MD: So you date mostly straight women?

MV: Yes, I have dated mostly straight women up until the relatively recent past. I
actually really do like heterosexual women, speaking generally. I like women who are attracted to male energy, to men. Now, what is interesting to me is that in the last few years there have suddenly been all these femmes who are interested in trans men. This is new. My last girlfriend was a femme dyke, very lesbian identified. I was her first man; we met after I had been transitioned for 14 years and so I was way past my beginning phase and very integrated into the world as a man. I was very physically male. She had never kissed anyone with facial hair before and screamed the first time I kissed her! She said the whole experience was very alien to her and scary. My body was harder, I smelled different.

MD: So you’ve seen a new avenue open for you with femmes in your community?

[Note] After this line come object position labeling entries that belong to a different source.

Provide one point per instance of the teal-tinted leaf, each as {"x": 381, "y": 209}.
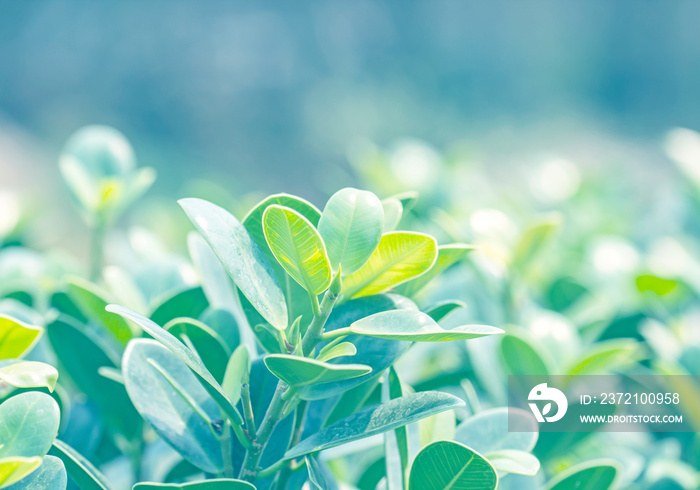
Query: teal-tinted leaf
{"x": 29, "y": 374}
{"x": 81, "y": 355}
{"x": 299, "y": 371}
{"x": 241, "y": 257}
{"x": 445, "y": 464}
{"x": 441, "y": 310}
{"x": 487, "y": 431}
{"x": 51, "y": 475}
{"x": 215, "y": 484}
{"x": 189, "y": 302}
{"x": 448, "y": 255}
{"x": 205, "y": 342}
{"x": 92, "y": 301}
{"x": 176, "y": 405}
{"x": 184, "y": 354}
{"x": 15, "y": 468}
{"x": 81, "y": 471}
{"x": 376, "y": 353}
{"x": 399, "y": 257}
{"x": 376, "y": 420}
{"x": 298, "y": 248}
{"x": 16, "y": 337}
{"x": 513, "y": 461}
{"x": 415, "y": 326}
{"x": 351, "y": 227}
{"x": 316, "y": 478}
{"x": 592, "y": 475}
{"x": 28, "y": 425}
{"x": 237, "y": 368}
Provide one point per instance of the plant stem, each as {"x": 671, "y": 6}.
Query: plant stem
{"x": 96, "y": 250}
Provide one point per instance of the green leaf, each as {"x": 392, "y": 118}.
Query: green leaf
{"x": 51, "y": 475}
{"x": 298, "y": 248}
{"x": 81, "y": 471}
{"x": 16, "y": 337}
{"x": 300, "y": 371}
{"x": 415, "y": 326}
{"x": 399, "y": 257}
{"x": 237, "y": 368}
{"x": 241, "y": 257}
{"x": 215, "y": 484}
{"x": 204, "y": 341}
{"x": 376, "y": 420}
{"x": 316, "y": 478}
{"x": 445, "y": 465}
{"x": 592, "y": 475}
{"x": 29, "y": 374}
{"x": 441, "y": 310}
{"x": 15, "y": 468}
{"x": 351, "y": 227}
{"x": 487, "y": 431}
{"x": 81, "y": 355}
{"x": 448, "y": 255}
{"x": 187, "y": 356}
{"x": 92, "y": 301}
{"x": 170, "y": 398}
{"x": 28, "y": 425}
{"x": 514, "y": 461}
{"x": 189, "y": 302}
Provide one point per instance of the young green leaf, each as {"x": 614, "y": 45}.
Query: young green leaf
{"x": 51, "y": 475}
{"x": 415, "y": 326}
{"x": 187, "y": 356}
{"x": 28, "y": 425}
{"x": 351, "y": 227}
{"x": 16, "y": 337}
{"x": 215, "y": 484}
{"x": 514, "y": 461}
{"x": 376, "y": 420}
{"x": 298, "y": 248}
{"x": 29, "y": 374}
{"x": 447, "y": 464}
{"x": 241, "y": 257}
{"x": 300, "y": 371}
{"x": 399, "y": 257}
{"x": 170, "y": 398}
{"x": 592, "y": 475}
{"x": 81, "y": 471}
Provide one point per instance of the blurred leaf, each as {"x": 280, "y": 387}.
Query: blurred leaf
{"x": 202, "y": 340}
{"x": 351, "y": 227}
{"x": 51, "y": 475}
{"x": 514, "y": 461}
{"x": 92, "y": 301}
{"x": 29, "y": 374}
{"x": 299, "y": 371}
{"x": 298, "y": 248}
{"x": 81, "y": 471}
{"x": 592, "y": 475}
{"x": 16, "y": 337}
{"x": 170, "y": 398}
{"x": 448, "y": 255}
{"x": 415, "y": 326}
{"x": 241, "y": 257}
{"x": 446, "y": 464}
{"x": 399, "y": 257}
{"x": 187, "y": 356}
{"x": 376, "y": 420}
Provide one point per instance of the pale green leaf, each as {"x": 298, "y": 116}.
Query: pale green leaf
{"x": 351, "y": 227}
{"x": 298, "y": 248}
{"x": 399, "y": 257}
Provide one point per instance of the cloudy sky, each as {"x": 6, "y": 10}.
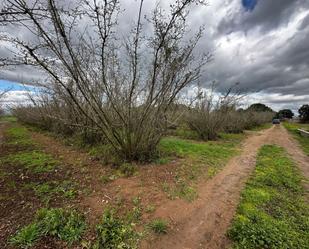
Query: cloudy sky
{"x": 262, "y": 44}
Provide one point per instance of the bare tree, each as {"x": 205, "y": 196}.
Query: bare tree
{"x": 211, "y": 110}
{"x": 3, "y": 94}
{"x": 122, "y": 87}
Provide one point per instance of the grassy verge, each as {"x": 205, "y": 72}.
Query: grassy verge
{"x": 262, "y": 127}
{"x": 64, "y": 225}
{"x": 273, "y": 212}
{"x": 198, "y": 160}
{"x": 304, "y": 141}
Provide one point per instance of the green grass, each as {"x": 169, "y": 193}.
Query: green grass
{"x": 273, "y": 212}
{"x": 18, "y": 135}
{"x": 114, "y": 232}
{"x": 211, "y": 152}
{"x": 46, "y": 191}
{"x": 34, "y": 161}
{"x": 304, "y": 141}
{"x": 199, "y": 160}
{"x": 56, "y": 222}
{"x": 262, "y": 127}
{"x": 159, "y": 226}
{"x": 10, "y": 119}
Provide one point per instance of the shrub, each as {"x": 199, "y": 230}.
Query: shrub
{"x": 27, "y": 236}
{"x": 127, "y": 169}
{"x": 159, "y": 226}
{"x": 113, "y": 232}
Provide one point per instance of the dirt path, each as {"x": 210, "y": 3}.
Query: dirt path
{"x": 204, "y": 224}
{"x": 281, "y": 137}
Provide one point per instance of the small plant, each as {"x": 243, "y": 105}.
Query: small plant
{"x": 159, "y": 226}
{"x": 150, "y": 209}
{"x": 127, "y": 169}
{"x": 113, "y": 232}
{"x": 27, "y": 236}
{"x": 273, "y": 212}
{"x": 18, "y": 135}
{"x": 65, "y": 225}
{"x": 34, "y": 161}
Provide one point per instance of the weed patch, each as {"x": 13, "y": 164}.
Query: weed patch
{"x": 46, "y": 191}
{"x": 34, "y": 161}
{"x": 273, "y": 212}
{"x": 304, "y": 141}
{"x": 159, "y": 226}
{"x": 18, "y": 135}
{"x": 114, "y": 232}
{"x": 200, "y": 159}
{"x": 64, "y": 225}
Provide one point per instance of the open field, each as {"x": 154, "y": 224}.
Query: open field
{"x": 49, "y": 175}
{"x": 273, "y": 212}
{"x": 304, "y": 142}
{"x": 98, "y": 205}
{"x": 134, "y": 124}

MV: Yes. I started transitioning in 1989, I had just turned 32, and it was very different then. There was only one support group, FTM organized by Lou Sullivan, and there were only a couple of books that I knew of. There was so little information out there. Transition really did feel like making a stab in the dark, it was a bizarre crazy thing to be doing. I was basically turning myself into a bizarre alien life form, a circus freak or something. Anyway, back then there were no so-called “tranny chasers” — at least for trans men. I had never heard of such a thing. Well, now there are and I think women who are comfortable or friendly with the idea of transsexuality is a good thing! But, I would never limit myself to “tranny chasers” or queer women –never have, never will. The world is filled with women after all.

MD: Yes, have you encountered any particular issues that come up with dating straight women ?

MV: I’ve never really had a problem. In the beginning of transition, I was filled with
trepidation. I think that many heterosexual women, if they were asked whether or not they would date a transsexual, would reject the idea. As a theoretical possibility, it is not attractive or may just seem bizarre. But, once a woman meets me, and experiences me first as a man and a real person, if we have an attraction and a rapport, she usually gets over that. This has been my experience at least, and maybe I have been lucky. However, I believe in the optimistic approach, it is always better to try and approach women and relationships with confidence.
Of course, I choose women who are more likely to be open to the idea of dating a transman. I’ve dated creative, entrepreneurial women, women in the post punk rock scene, artists, women who were a bit off the beaten path – independent thinkers. I am not trying to date women who are Evangelical Christians or extremely socially conservative. Also, there are a whole lot of heterosexual women out there, and it is really hard to generalize about such a huge group of people. I think that since trans men want others to have an open mind, it is imperative that we do as well. I find that relationships with femmes and relationships with heterosexual women present different, if equally daunting challenges. I was never worried in my relationship with a femme whether or not she would reject me because I was trans. I worried she would reject me because I was a man. The trans part was what made me an acceptable man. And with the straight women I never worried that I would be rejected because I am a man, but that being a transsexual might erode our relationship in some way, over time. Heterosexual women were very comfortable with my male identity, it was “home” to
them. But the fact that I was a trans man was what both intrigued and challenged them. So, there is no one group of people that is going to make us feel comfortable all the time. I think relationships present unique challenges for trans men, and there is no easy way out of that. You just have to relate to each situation and person individually and hope for the best.However, usually when straight women find out, they tend to be intrigued. I mean, it never turned anyone off entirely. The fact that I was trans would always add another dimension to me in their mind.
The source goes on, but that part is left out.